Die Stadt nimmt sich erstmals des Lärm­problems an. Diesen Sommer betreut AwA* auch die Wientalterrasse.

»Wenn Politiker dieser Stadt über ein zukunftsfähiges, klimafittes, lebenswertes Wien sprechen, scheint klar, was zu tun ist: mehr Bäume und Pflanzen, bessere Öffis, mehr Platz für Fußgänger und Radfahrer, bessere Aufenthaltsqualität für die Menschen, energieeffizientes und leistbares Wohnen und so weiter. Ein Thema wird fast immer ausgespart, warum, kann ich nicht ganz nachvollziehen. Es ist der Lärm.«

– Teresa Wirth. Wo bleibt der Lärm um den Lärm? – Die Presse, 22. Februar 2024

Seit September 2022 verfolge ich nun schon die Entwicklung der Lärmsituation ausgehend von der ansonsten großartigen Wientalterrasse. Während diese tagsüber zur Erholung aufgesucht wird, eskaliert des Nächtens die Situation dort immer wieder so weit, dass Anrainer um ihren Schlaf gebracht werden.

Die Situation ist insofern besonders heikel, als es sich bei der Linken Wienzeile um eine der lautesten Straßen Österreichs handelt – verstärkt noch durch die U‑Bahn sowie die U2/U4-Dauerbaustellen. Das Zeitfenster für Erholung vom Lärm, oder um auch nur einmal die Fenster öffnen zu können, ist klein. Es beginnt mit dem Betriebsschluss der U4 um Mitternacht. Wenn gerade dann auf die Terrasse mitgebrachte Musikanlagen voll aufgedreht werden, ist die 24‑Stunden Dauerbeschallung der Anrainer perfekt.

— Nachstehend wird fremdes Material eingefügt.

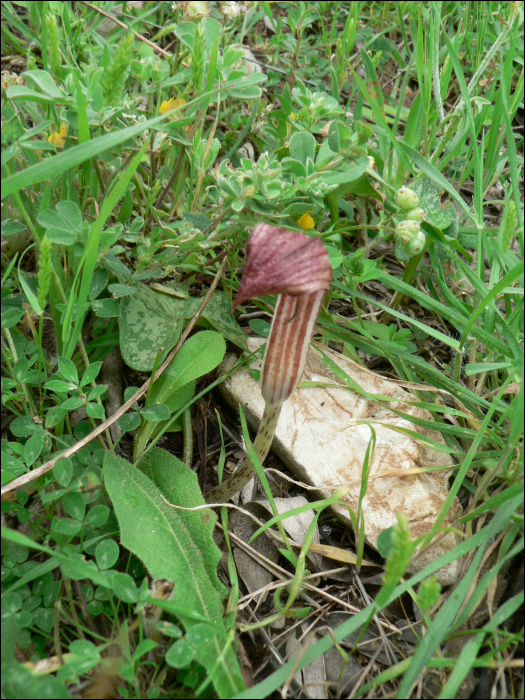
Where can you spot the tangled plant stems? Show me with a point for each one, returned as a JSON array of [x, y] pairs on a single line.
[[297, 268]]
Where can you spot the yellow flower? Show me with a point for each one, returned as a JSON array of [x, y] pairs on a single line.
[[306, 222], [57, 139], [171, 104]]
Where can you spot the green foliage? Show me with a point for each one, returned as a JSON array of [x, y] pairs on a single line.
[[115, 219], [116, 73]]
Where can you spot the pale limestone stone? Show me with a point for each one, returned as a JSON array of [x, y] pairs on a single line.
[[320, 439]]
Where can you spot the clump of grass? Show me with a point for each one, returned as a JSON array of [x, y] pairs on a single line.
[[115, 76], [53, 46], [44, 272], [198, 60]]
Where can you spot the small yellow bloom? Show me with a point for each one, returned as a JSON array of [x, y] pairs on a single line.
[[306, 222], [57, 139], [171, 104]]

Lärmkarte – das Gebiet rund um die Wientalterrasse gehört zu den lautesten überhaupt. Das Dunkelviolett steht für > 75dB im Tagesdurchschnitt und in 4 m Höhe gemessen. Tagsüber liegen die Werte nochmals höher. Daher kommt der Nachruhe dort eine besondere Bedeutung zu. Lärminfo.at. BM für Klimaschutz, Umwelt, Energie, Mobilität, Innovation und Technologie (BMK)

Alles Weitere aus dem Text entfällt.